Casey Markee (00:59:51):
Well, not anymore. Discover is now literally showing more and more in the regular organic. That’s why you never see any web stories in Discover they’re all in the regular organic. [inaudible 01:00:01] more. Web stories are just not reported, they’re discover at all anymore in the tab. Discover literally now it’s almost 99% of just regular article pages, so good times.
Melissa Rice (01:00:13):
All right, ending notes.

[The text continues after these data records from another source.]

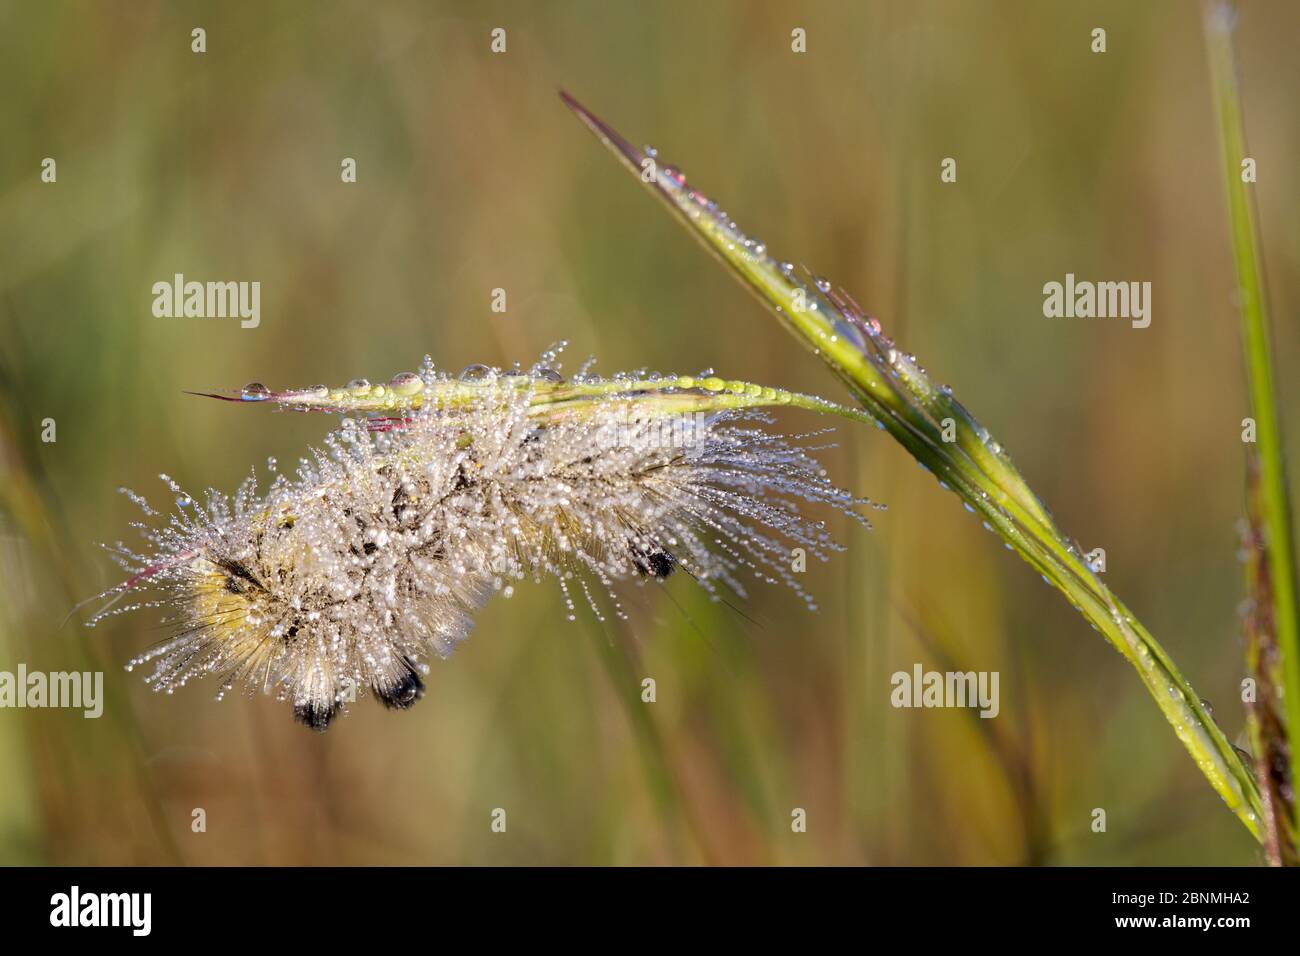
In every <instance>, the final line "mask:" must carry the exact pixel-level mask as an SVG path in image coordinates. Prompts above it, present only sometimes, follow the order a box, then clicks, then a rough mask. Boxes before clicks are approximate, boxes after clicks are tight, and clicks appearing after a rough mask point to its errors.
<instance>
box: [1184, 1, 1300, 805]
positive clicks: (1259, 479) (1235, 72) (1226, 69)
mask: <svg viewBox="0 0 1300 956" xmlns="http://www.w3.org/2000/svg"><path fill="white" fill-rule="evenodd" d="M1235 26H1236V7H1235V4H1232V3H1225V1H1222V0H1216V1H1212V3H1206V4H1205V43H1206V49H1208V53H1209V64H1210V79H1212V87H1213V96H1214V105H1216V109H1217V113H1218V122H1219V137H1221V140H1222V147H1223V172H1225V177H1223V181H1225V183H1226V186H1227V202H1229V225H1230V228H1231V235H1232V258H1234V261H1235V264H1236V291H1238V300H1239V310H1240V320H1242V345H1243V349H1244V352H1245V371H1247V380H1248V386H1249V393H1251V415H1252V418H1253V419H1255V429H1256V447H1257V454H1258V464H1260V472H1258V497H1257V506H1258V512H1260V514H1258V518H1260V527H1261V528H1262V531H1264V536H1262V537H1264V540H1262V548H1264V553H1265V559H1266V561H1268V564H1269V568H1270V580H1271V591H1273V624H1274V628H1275V631H1277V635H1275V636H1277V645H1278V652H1279V658H1281V669H1279V670H1281V674H1279V675H1278V678H1279V679H1281V684H1282V688H1283V692H1282V704H1283V708H1284V718H1286V727H1287V732H1288V735H1294V734H1295V732H1296V728H1300V615H1297V600H1296V568H1295V541H1294V531H1292V527H1291V507H1290V503H1288V496H1287V476H1286V466H1284V462H1283V457H1282V434H1281V427H1279V423H1278V403H1277V392H1275V386H1274V381H1273V375H1274V373H1273V346H1271V334H1270V330H1269V312H1268V298H1266V293H1265V284H1264V261H1262V258H1261V255H1260V241H1258V222H1257V219H1256V213H1255V196H1253V195H1252V194H1253V191H1255V186H1253V182H1248V181H1247V174H1245V169H1244V166H1243V163H1244V161H1245V160H1247V159H1249V152H1248V151H1247V147H1245V129H1244V122H1243V117H1242V96H1240V87H1239V85H1238V66H1236V55H1235V52H1234V48H1232V33H1234V30H1235ZM1251 178H1252V179H1253V177H1251ZM1290 750H1291V779H1292V780H1294V782H1295V780H1300V749H1297V748H1296V747H1291V748H1290Z"/></svg>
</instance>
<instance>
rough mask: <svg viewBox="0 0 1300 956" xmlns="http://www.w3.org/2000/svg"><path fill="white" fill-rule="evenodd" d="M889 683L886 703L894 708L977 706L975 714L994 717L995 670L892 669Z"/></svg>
mask: <svg viewBox="0 0 1300 956" xmlns="http://www.w3.org/2000/svg"><path fill="white" fill-rule="evenodd" d="M889 683H891V684H893V688H894V689H893V692H892V693H891V695H889V702H891V704H892V705H893V706H896V708H979V715H980V717H985V718H992V717H997V714H998V711H1000V710H1001V709H1002V708H1001V704H1000V702H998V693H997V683H998V672H997V671H926V670H923V669H922V666H920V665H919V663H918V665H913V669H911V672H910V674H909V672H907V671H896V672H894V675H893V676H892V678H889Z"/></svg>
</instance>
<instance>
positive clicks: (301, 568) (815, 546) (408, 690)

Here we are. We’ve come to the very end. Casey will be hosting.
Arsen Rabinovich (01:00:21):
What did we learn?
Melissa Rice (01:00:22):
Yeah, Casey’s really going to be hosting SEO 12 Days of Christmas. I know he name dropped that earlier in the episode, but it’ll be in partnership with Tastemaker Talk next week. Casey, please elaborate. Where can people find you? I know you’ve got a link to share. What are the deep?
Casey Markee (01:00:38):
Yeah, so I’m excited to do this the next Wednesday. This is going to go into a deep dive in a lot of the issues that we talked about today, but basically 12 Days of SEO. There’s going to be a lot of funny GIFs there. There’s lots of nostalgia references to Christmas movies. We’re going to try to make it as interesting as possible. It’ll be no more than an hour of your time, but I spent a lot of time on this. It’s going to be very, very good. I’m going to cover a lot of advanced techniques there. We’re going to talk literally more in detail about things like Print Pass.
(01:01:06):
We’re going to talk about things that we definitely don’t want to do with your ad company. We’re going to talk about how to best track AI overviews and visibility. It’s all over that. There’s going to be a different priority for each of the 12 days of Christmas, so I definitely urge all of you to go over there. It’s free. I can assure you, it will be worth your time, guaranteed. So, definitely check that out, and hopefully I’ll see most of you next Wednesday.
Melissa Rice (01:01:31):
Yeah, or else. No, I’m kidding. Okay, as usual guys, we’re going to have the recap on our blog in about a week, and this recording’s going to be right on YouTube right after this, so.
Arsen Rabinovich (01:01:44):
All right.
Melissa Rice (01:01:44):
The first half-
Arsen Rabinovich (01:01:44):
No editing.
Melissa Rice (01:01:48):
No editing. I mean-
Andrew Wilder (01:01:50):
Oh, boy.
Melissa Rice (01:01:51):
… watch me again. We’ll have an email blast going out to our subscribers to let you know when the recap is live on our blog. Thank you again for joining us. I know this year was highs and lows, but next year we’ve got our fingers crossed. I’m going to go ahead and ask the panelists to just stick around for a minute. I’ll mute your mics. We’re going to let these local recordings load up so everybody has the best quality on this recap. Everybody, thank you so much.
Casey Markee (01:02:24):
Happy holidays, everyone.
Andrew Wilder (01:02:25):
Happy holidays, happy New Year.
Arsen Rabinovich (01:02:27):
Happy holidays, everyone.
Melissa Rice (01:02:27):
You’re the best. We appreciate you. Bye.